Category: Acute Kidney Injury

  • 003 AKI: Clinical and Translational


  • Balmforth, Damian C, William Harvey Research Institute, London, United Kingdom
  • Muthuppalaniappan, Vasantha M., William Harvey Research Institute, London, United Kingdom
  • Duraisingham, Sai Krishna, William Harvey Research Institute, London, United Kingdom
  • Harwood, Steven Michael, William Harvey Research Institute, London, United Kingdom
  • Kieswich, Julius Edward, William Harvey Research Institute, London, United Kingdom
  • Uppal, Rakesh, Barts and the London NHS Trust, London, United Kingdom
  • Yaqoob, Muhammad M., William Harvey Research Institute, London, United Kingdom

Patients undergoing cardiopulmonary bypass are at risk of post-operative acute kidney injury (AKI) due to renal ischemia. Several studies have demonstrated an association between cardiac surgery associated-AKI (CSA-AKI) and reduced long-term survival which persists even when the degree of AKI is mild and where there is complete resolution of the injury prior to discharge. The mechanism by which CSA-AKI is associated with increased mortality is not currently understood. Telomere length has been proposed as a biomarker for cellular senescence and aging and shortened telomeres have been shown to delay recovery after ischemia induced renal injury in animal models. We hypothesised that patients with reduced telomere length undergoing cardiac surgery may have increased long-term mortality and be more susceptible to ischemia-induced AKI.

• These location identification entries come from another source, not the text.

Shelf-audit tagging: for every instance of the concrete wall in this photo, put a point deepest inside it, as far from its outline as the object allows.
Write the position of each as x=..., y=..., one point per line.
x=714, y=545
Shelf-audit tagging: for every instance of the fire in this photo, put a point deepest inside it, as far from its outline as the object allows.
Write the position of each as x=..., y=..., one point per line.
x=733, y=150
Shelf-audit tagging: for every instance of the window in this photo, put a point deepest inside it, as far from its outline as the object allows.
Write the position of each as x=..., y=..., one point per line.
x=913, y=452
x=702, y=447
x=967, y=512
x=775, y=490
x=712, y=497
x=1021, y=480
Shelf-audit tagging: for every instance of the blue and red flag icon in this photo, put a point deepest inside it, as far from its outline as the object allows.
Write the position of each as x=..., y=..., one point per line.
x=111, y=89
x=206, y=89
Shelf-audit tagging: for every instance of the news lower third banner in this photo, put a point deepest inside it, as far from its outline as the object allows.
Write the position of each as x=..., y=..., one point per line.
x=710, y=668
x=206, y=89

Blood samples were taken immediately prior to surgery and mean leukocyte telomere length (TL) measured by quantitative real time polymerase chain reaction (rt-PCR). The primary outcome was the development of AKI in the first 7 days post-operatively, defined by the Adult Kidney Injury Network (AKIN) criteria. All patients were entered into a study database that recorded a range of pre-operative, intra-operative, and post-operative variables. Univariate statistical analysis was performed.


Between January 2016 and March 2017, 243 patients at a single institution were recruited. Of these, 51 developed post-operative AKI (21%) as defined by the AKIN criteria (stage 1 = 45; stage 2 = 6; stage 3 = 4). No differences were found between the AKI and non-AKI groups in terms of male gender (79.4% Vs 79.4%; p = 1), mean age (67.0 Vs 63.1 years; p = 0.061), or ethnicity ( p = 0.223). As expected, mean length of stay was significantly longer in the AKI group at 14.8 days compared to 9.3 days in the non-AKI group (p <0.0001). No difference in mean telomere length was found between the groups with a mean relative TL of 0.73 and 0.76 in the AKI and non-AKI groups respectively (p = 0.334).


No association was found between mean telomere length and the development of AKI following cardiac surgery.